Hum. Good enough. Something to think about. But… what are the assumptions underlying Kearns' ''how-to'' guide for women?

  1. There is such a thing as a Mr. Right;
  2. Women are desperately waiting to be ''chosen'' [by Mr. Right];
  3. Women should want to show off their bodies to everybody [in case Mr. Right is watching];
  4. Men in general [and Mr. Right in particular] have complexes about their ability to perform, but women have none;
  5. Women are intimidating, but men [and Mr. Right] aren't;
  6. Whether a man is keeping silent around you because he has had a ''sighting'' or because he simply doesn't care about you, you as a woman should know and give him a try. It is the fault of women if they let a man [/Mr. Right] slip by them.
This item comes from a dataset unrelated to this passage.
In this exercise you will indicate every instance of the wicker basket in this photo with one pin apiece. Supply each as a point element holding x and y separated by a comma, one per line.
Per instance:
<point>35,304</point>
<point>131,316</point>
Trying then to evaluate whether these 6 assumptions are compatible with Kearns' evolutionary determinism, it seems that only (2) and (3) are potentially dictated by some biological need, viz. the need to reproduce. The other four assumptions are highly socio-cultural, and constitute broad generalizations without empirical bases.

To clarify my point, let's look at a different set of assumptions which, in my own opinion, reflects the Canadian reality more adequately.

  1. Mr. Right becomes Mr. Right if both partners put effort into the relationship;
  2. Some women are looking for Mr. Right and some of them are very disappointed; some women have relaxed their criteria, understand that relationships are about compromises and find happiness with their imperfect partners; some women are looking for other women; some women do not want to have a partner, etc.;
  3. Some women like to show off; some women prefer to wear the clothes they like, rather than those that men want them to wear; some women like to use certain occasions to show off, and then like to disappear behind sweat pants and turtlenecks at others, etc.;
  4. There is at least the same amount of pressure on women as on men in terms of sexuality and performance;
  5. Both men and women can be intimidating;
  6. Men and women share the responsibility for the relationships they develop, and for those they do not.
How is that for a change? Now let's use this set as a different starting point for a discussion of the same issues, but first a quick recap of Kearns' how-to guide: Be seen. Be tame. Be ready. Make the first move… just in case.

Given our new assumptions, should women follow Kearns' four recommendations in order to be chosen? I say no. As we have seen, there is nothing purely genetic about Kearns' assumptions, and much less in our new set. Consequently, if there is no strong basis for evolutionary determinist justifications for men's behaviours, there is room for cultural readjustment. We need, collectively, to make some room for significant changes to happen in the way men and women choose their partners.

DNA? Indeed. Do Not Apologize, but work out what is unacceptable. Do Not Apologize, but only if it holds for both men and women. Do Not Apologize: assume the consequences, and live happily ever after.